L’Express : Vous effectuez actuellement une tournée des communes de l’île. Quelles difficultés vous ont été signalées par les habitants ?
François-Xavier Bieuville : J’ai commencé cette tournée la semaine dernière, sillonnant d’abord l’ouest de l’île, du nord au sud, de Mtsamboro jusqu’à Kani-Kéli. J’ai promis à ce moment de renouveler l’initiative chaque semaine pour maintenir un contact régulier avec les maires. Nous entrons aujourd’hui dans une phase d’amélioration, bien que la situation des 17 communes de Mayotte reste très disparate. Certaines localités sur lesquelles les vents ont soufflé le plus violemment demeurent très isolées, comme à Mtsamboro, Acoua et M’Tsangamouji, au nord du territoire. Dans ce type de communes où les infrastructures d’électricité, d’eau et de téléphonie ont été détériorées, nous menons une course contre la montre, pour rompre l’isolement, apporter de la nourriture, l’eau, et rétablir les fonctions vitales. Voilà nos chantiers d’urgence.

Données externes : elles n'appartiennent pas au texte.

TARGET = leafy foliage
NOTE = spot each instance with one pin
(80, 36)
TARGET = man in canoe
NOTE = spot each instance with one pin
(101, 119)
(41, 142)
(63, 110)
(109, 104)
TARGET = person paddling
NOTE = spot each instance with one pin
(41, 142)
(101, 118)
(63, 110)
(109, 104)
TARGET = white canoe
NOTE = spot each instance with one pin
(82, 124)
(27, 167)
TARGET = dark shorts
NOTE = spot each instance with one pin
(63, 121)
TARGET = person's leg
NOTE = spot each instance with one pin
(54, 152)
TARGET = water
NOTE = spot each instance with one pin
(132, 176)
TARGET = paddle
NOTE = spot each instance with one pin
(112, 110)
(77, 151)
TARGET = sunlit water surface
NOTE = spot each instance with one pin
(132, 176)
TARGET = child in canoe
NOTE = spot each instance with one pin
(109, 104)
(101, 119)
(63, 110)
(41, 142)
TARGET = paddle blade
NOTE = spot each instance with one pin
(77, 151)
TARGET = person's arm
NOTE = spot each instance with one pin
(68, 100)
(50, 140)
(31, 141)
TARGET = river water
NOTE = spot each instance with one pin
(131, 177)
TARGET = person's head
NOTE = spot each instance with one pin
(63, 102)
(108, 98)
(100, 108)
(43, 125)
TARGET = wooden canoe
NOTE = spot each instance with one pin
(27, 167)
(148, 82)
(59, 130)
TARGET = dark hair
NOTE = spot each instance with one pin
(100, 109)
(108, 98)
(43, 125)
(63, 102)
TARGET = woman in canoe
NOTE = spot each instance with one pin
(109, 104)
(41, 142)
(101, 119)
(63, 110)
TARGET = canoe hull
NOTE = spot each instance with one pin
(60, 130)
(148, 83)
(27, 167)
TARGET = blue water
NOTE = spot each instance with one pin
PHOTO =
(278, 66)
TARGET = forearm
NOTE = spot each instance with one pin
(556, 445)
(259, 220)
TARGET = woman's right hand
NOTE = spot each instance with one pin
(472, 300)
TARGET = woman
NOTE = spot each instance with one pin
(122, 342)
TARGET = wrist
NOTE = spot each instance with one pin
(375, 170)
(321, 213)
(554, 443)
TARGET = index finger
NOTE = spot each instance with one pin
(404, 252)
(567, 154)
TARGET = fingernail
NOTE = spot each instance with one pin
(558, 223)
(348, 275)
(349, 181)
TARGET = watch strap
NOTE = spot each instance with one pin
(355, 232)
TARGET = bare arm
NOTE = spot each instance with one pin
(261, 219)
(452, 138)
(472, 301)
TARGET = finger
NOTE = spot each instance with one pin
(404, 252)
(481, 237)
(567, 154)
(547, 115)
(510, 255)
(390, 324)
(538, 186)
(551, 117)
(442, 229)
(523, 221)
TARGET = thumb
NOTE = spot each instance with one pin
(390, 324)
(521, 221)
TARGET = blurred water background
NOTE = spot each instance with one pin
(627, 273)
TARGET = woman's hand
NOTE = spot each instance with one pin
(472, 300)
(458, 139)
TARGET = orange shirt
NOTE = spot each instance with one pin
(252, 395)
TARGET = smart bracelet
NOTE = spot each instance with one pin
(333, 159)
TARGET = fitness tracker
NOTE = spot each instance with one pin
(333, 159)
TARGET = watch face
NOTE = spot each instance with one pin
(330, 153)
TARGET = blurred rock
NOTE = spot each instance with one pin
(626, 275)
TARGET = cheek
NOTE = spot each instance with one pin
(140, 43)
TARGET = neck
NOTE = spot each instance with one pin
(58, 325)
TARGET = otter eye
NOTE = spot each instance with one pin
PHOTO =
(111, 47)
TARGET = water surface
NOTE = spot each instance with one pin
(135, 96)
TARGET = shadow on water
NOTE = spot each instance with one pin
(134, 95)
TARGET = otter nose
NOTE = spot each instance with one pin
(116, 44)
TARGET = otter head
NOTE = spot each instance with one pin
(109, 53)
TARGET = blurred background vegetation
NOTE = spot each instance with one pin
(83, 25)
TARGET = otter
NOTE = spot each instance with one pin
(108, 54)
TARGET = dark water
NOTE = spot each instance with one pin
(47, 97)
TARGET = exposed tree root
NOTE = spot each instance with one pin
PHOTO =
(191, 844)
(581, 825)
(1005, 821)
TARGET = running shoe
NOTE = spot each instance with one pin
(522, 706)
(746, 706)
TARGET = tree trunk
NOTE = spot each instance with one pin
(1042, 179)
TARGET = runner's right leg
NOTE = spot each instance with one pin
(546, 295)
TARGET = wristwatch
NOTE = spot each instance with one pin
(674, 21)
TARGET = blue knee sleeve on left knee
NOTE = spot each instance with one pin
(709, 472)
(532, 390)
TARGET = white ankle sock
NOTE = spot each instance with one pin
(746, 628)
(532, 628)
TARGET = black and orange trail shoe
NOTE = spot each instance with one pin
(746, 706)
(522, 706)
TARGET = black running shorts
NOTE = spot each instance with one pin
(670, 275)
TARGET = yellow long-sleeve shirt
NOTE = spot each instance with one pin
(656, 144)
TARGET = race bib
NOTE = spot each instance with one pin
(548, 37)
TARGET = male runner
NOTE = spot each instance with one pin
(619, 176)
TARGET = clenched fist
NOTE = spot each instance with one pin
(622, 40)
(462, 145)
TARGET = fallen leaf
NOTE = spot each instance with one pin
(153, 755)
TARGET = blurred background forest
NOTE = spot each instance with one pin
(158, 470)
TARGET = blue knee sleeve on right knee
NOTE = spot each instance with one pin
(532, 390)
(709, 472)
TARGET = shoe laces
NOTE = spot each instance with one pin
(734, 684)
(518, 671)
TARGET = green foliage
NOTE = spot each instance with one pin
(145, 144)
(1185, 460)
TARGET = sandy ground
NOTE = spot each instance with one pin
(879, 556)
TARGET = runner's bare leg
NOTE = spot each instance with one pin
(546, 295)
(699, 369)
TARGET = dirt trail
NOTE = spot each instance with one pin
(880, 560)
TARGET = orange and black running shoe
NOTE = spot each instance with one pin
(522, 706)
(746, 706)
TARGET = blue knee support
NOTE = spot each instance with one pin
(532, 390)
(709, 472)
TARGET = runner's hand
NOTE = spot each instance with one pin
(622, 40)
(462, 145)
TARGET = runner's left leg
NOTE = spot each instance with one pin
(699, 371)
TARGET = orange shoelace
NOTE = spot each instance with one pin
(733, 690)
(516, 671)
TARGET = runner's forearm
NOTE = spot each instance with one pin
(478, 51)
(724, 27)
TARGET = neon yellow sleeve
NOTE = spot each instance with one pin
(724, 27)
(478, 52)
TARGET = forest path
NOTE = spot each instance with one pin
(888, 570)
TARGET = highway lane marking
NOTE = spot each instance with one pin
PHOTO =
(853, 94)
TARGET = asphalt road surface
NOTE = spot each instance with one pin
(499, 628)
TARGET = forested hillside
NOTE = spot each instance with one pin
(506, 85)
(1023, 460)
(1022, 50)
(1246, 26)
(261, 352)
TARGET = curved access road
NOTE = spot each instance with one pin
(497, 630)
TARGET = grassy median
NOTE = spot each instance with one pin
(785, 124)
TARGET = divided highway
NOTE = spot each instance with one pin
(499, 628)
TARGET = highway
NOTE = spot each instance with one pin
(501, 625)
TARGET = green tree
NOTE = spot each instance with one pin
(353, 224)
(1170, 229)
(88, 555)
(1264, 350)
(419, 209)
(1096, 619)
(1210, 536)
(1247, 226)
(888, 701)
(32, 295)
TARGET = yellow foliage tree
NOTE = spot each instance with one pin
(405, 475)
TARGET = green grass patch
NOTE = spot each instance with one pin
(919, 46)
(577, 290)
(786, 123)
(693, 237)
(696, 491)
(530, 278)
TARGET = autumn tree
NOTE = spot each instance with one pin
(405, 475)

Quel pourcentage du territoire est raccordé à l’eau et à l’électricité ?
A ce stade, 40 % du territoire est raccordé à l’électricité, mais cette donnée ne veut pas dire grand-chose car les situations sont très disparates. Par exemple, Chirongui [NDLR : dans le sud de l’île] est reliée à 83 % tandis que les trois communes du nord citées plus haut le sont à 0 %, puisque la ligne à haute tension a été totalement dégradée. La situation est similaire pour l’eau : je peux vous dire que 50 % du territoire en a retrouvé, bien qu’un certain nombre de communes, dont certains villages qui les composent, en sont toujours dépourvus. Nous mettons donc en place des moyens de substitution, livrant quotidiennement 100 000 litres d’eau dans ce territoire de 320 000 personnes, ou en installant des citernes dans certains quartiers.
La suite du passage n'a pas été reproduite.